Estamos en la oficina de un rascacielos con vistas privilegiadas sobre Manhattan. Tras una gran mesa direccional de tubo de acero inoxidable y sobre de ébano pulido, un jefazo se arrellena en su butaca tapizada en piel color burdeos mientras fuma un habano y se deleita con un buen whisky. Wall Street, finales de los ochenta… la que se va a liar.

Wall Street

Se trata de Gordon Gekko, el protagonista de la cinta Wall Street que dirigió el efectista e imprevisible Oliver Stone en 1987. Detrás de los buenos modales, la camisa azul y los tirantes del ejecutivo neoyorkino se esconde un tiburón de la peor especie, capaz de vender a su abuela para cerrar un negocio y obtener un beneficio rápido.

“Un tonto y su dinero no están justos mucho tiempo”

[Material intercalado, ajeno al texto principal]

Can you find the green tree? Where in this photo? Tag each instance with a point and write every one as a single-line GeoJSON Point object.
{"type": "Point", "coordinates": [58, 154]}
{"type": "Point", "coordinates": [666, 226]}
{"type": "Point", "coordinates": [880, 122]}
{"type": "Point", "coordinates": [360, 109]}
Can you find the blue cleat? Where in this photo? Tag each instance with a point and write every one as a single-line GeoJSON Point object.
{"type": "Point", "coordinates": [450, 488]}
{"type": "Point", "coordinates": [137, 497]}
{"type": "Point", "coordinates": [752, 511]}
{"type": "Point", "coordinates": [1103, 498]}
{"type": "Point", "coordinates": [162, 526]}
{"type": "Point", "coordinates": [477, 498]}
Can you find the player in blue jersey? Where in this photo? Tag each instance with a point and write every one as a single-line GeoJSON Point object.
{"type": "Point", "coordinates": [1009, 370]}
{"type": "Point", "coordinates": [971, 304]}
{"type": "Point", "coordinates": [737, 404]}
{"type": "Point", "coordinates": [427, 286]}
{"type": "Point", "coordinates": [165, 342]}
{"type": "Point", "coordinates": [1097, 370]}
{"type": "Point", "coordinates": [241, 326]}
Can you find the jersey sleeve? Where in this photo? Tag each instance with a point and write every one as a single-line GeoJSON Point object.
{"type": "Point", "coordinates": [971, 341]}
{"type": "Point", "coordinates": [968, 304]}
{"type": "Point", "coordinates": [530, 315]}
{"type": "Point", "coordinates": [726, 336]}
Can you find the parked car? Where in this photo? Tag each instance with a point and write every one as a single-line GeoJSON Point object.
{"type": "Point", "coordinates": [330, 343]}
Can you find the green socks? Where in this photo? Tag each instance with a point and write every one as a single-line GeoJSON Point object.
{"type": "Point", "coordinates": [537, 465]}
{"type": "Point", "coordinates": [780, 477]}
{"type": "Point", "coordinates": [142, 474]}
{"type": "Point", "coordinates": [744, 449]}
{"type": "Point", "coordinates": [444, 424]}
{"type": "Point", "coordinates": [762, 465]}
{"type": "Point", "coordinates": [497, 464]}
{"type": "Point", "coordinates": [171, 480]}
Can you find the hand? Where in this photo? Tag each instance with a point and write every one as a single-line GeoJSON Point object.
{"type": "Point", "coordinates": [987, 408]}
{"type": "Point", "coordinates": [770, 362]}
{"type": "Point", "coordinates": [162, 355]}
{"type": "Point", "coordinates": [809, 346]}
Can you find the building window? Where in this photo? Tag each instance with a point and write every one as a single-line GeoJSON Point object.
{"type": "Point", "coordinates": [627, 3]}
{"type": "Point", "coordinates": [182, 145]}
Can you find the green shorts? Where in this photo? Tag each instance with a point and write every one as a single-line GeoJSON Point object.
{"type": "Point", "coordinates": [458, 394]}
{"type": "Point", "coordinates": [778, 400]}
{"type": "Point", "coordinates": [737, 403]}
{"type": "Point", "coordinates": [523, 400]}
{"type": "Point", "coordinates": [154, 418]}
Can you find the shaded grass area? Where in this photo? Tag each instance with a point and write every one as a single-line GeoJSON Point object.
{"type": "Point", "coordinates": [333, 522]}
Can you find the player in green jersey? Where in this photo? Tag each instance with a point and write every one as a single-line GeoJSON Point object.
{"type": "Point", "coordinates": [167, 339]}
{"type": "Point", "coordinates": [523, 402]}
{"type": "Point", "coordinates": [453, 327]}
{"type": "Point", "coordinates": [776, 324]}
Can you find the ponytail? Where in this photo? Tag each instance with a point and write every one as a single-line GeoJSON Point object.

“La codicia es buena” les dice a sus colaboradores que envidian su capacidad de predicción, su vista de águila para los negocios y su chulesca falta de escrúpulos. “Un tonto y su dinero no están justos mucho tiempo”, añade a sus jóvenes admiradores.

Los sets de la película documentan primorosamente la ambientación de un despacho de yuppies, brokers norteamericanos en plena era del pelotazo cortoplacista que nos habían de llevar a la crisis del 2008 veinte años después. De aquellos polvos, estos lodos.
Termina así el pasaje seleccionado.